Here I am safe, and before I unpack or do a thing I'm writing you a little line of love. I sent a telegram at the station, so that you'll know at once that nobody has eaten me on the way, as you seemed rather to fear. It is wonderful to be here, quite on my own, as if I were a young man starting his career. I feel quite solemn, it's such a great new adventure, Kloster can't see me till Saturday, but the moment I've had a bath and tidied up I shall get out my fiddle and see if I've forgotten how to play it between London and Berlin. If only I can be sure you aren't going to be too lonely! Beloved mother, it will only be a year, or even less if I work fearfully hard and really get on, and once it is over a year is nothing. Oh, I know you'll write and tell me you don't mind a bit and rather like it, but you see your Chris hasn't lived with you all her life for nothing; she knows you very well now,—at least, as much of your dear sacred self that you will show her. Of course I know you're going to be brave and all that, but one can be very unhappy while one is being brave, and besides, one isn't brave unless one is suffering. The worst of it is that we're so poor, or you could have come with me and we'd have taken a house and set up housekeeping together for my year of study. Well, we won't be poor for ever, little mother. I'm going to be your son, and husband, and everything else that loves and is devoted, and I'm going to earn both our livings for us, and take care of you forever. You've taken care of me till now, and now it's my turn. You don't suppose I'm a great hulking person of twenty two, and five foot ten high, and with this lucky facility in fiddling, for nothing? It's a good thing it is summer now, or soon will be, and you can work away in your garden, for I know that is where you are happiest; and by the time it's winter you'll be used to my not being there, and besides there'll be the spring to look forward to, and in the spring I come home, finished. Then I'll start playing and making money, and we'll have the little house we've dreamed of in London, as well as our cottage, and we'll be happy ever after. And after all, it is really a beautiful arrangement that we only have each other in the world, because so we each get the other's concentrated love. Else it would be spread out thin over a dozen husbands and brothers and people.
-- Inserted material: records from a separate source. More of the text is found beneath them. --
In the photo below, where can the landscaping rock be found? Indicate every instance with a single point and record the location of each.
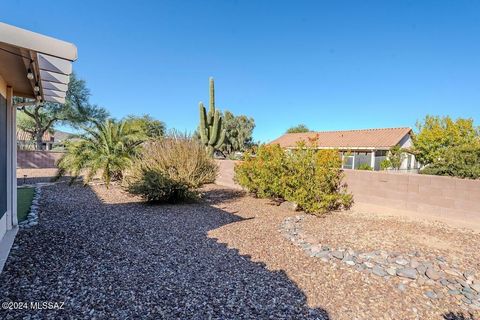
(291, 206)
(409, 273)
(391, 271)
(378, 271)
(432, 274)
(476, 287)
(430, 294)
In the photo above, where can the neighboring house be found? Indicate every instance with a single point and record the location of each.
(357, 147)
(31, 66)
(26, 141)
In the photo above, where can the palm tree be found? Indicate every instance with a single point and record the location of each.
(109, 148)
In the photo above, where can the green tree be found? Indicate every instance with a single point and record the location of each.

But for all that I do wish dear Dad were still alive and with you.

This pension is the top fiat of a four-storied house, and there isn't a lift, so I arrived breathless, besides being greatly battered and all crooked after my night sitting up in the train; and Frau Berg came and opened the door herself when I rang, and when she saw me she threw up two immense hands and exclaimed, "Herr Gott!"

"Nicht wahr?" I said, agreeing with her, for I knew I must be looking too awful.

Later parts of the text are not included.